When is IVF actually in the past? Suppose a couple did IVF, they have one or more children from it, but they still have frozen embryos in storage? Is the sin of IVF in the past, or is it continuing as long as they have those stored embryos? What if they were to transfer them to the wife’s womb (whether or not they go on to become a successful pregnancy)? What if they are disposed of? What if they donate them to another couple? If the couple ask a priest what to do with those embryos, what should he say? If this is a continuing state of sin, how and when does it end?

Also, if a couple did IVF, and they have one or more children as a result – is genuine repentance actually possible for them? I mean, a priest can do all he can to try to convince them of the truth of the Church’s position – but is it psychologically possible for a parent to ever really repent of the conception of their own children? Even if they express contrition, can they ever really mean it deep down inside?

I have a much-wanted, much-loved ivf granddaughter, and thank God every day for her…

These are important issues, and I’ve thought about them some myself.

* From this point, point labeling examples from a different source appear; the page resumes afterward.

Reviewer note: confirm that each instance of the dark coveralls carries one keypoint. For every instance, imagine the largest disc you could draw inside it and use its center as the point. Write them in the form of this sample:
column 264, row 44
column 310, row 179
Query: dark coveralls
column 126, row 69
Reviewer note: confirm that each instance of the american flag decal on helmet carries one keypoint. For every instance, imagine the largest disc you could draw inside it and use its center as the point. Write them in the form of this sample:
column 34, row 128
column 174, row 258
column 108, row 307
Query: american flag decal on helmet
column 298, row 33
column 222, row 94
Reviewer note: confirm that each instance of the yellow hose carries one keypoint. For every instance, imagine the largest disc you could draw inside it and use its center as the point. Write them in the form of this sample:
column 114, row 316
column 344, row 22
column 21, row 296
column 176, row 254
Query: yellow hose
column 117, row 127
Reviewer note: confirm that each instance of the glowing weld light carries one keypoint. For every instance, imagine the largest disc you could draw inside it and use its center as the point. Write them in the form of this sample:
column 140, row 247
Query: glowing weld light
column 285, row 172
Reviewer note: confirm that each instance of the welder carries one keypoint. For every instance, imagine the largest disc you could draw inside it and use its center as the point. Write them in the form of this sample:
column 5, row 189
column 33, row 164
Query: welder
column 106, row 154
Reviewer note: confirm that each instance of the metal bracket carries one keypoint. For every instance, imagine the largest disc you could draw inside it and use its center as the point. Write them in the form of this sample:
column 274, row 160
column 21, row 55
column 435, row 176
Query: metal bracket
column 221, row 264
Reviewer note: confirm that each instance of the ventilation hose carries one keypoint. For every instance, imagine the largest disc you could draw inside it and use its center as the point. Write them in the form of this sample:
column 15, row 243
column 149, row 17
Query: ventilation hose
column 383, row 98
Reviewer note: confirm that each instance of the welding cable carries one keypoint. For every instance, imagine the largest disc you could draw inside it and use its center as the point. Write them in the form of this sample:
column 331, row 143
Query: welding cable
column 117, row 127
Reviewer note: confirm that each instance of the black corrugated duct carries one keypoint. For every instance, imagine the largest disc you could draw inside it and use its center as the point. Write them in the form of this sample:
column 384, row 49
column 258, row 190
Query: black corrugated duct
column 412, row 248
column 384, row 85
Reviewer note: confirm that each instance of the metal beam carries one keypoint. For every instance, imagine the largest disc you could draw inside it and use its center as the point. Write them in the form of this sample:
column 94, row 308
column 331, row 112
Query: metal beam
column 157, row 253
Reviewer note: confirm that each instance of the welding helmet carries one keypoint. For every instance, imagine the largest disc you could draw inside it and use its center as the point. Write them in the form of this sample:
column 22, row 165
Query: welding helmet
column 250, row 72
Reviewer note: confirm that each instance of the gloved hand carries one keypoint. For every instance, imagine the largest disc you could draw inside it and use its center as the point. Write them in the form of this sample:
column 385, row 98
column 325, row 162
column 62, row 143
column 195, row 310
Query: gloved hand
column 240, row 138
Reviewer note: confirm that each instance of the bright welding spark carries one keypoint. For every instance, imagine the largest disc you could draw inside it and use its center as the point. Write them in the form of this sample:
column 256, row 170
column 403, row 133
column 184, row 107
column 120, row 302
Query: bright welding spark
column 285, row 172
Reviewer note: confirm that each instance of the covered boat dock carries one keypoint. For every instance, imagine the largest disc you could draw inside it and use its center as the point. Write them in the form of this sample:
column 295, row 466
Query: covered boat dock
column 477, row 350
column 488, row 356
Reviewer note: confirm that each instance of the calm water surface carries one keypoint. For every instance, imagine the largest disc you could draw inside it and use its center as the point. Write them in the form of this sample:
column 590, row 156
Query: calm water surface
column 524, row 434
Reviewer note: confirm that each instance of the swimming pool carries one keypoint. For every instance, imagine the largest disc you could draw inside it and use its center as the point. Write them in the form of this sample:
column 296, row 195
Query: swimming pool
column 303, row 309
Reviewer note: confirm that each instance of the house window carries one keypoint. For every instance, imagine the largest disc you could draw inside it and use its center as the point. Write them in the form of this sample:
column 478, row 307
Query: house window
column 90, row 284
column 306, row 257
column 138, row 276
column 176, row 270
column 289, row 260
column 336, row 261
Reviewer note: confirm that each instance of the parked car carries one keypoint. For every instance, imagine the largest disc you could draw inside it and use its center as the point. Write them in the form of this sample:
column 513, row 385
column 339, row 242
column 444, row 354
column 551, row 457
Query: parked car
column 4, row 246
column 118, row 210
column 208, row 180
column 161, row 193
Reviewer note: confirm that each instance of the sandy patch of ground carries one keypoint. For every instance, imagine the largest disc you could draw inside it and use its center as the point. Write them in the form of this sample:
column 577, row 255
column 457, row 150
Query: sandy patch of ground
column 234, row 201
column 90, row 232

To your question of how priests should administer the sacraments to someone who has committed IVF or plans to, I would think it would be the same as for any sin. That is, if a person realized it was wrong, confessed and received absolution in the sacrament of reconciliation, they would be forgiven and admitted to communion, the same as if they confessed adultery or theft or missing Mass. If a person told a priest in confession that they were planning on committing the sin of IVF, then they lack contrition and should not be offered absolution or admitted to communion. In practice, I suspect most Catholics who do IVF either don’t realize it’s wrong or don’t care. These Catholics are unlikely to bring it up in confession (or go to confession at all) and they probably just present themselves for communion.

There’s some debate about the best way to handle the plight of frozen embryos trapped in storage. I’ve seen it argued that these embryos should be allowed to progress naturally to death by thawing them, since IVF is immoral, and keeping them in a suspended state is also a violation of their dignity. I’ve also read a strong argument in favor of the biological mother being implanted with the embryo once she realizes that IVF is wrong; this becomes an act of mercy for the children she created.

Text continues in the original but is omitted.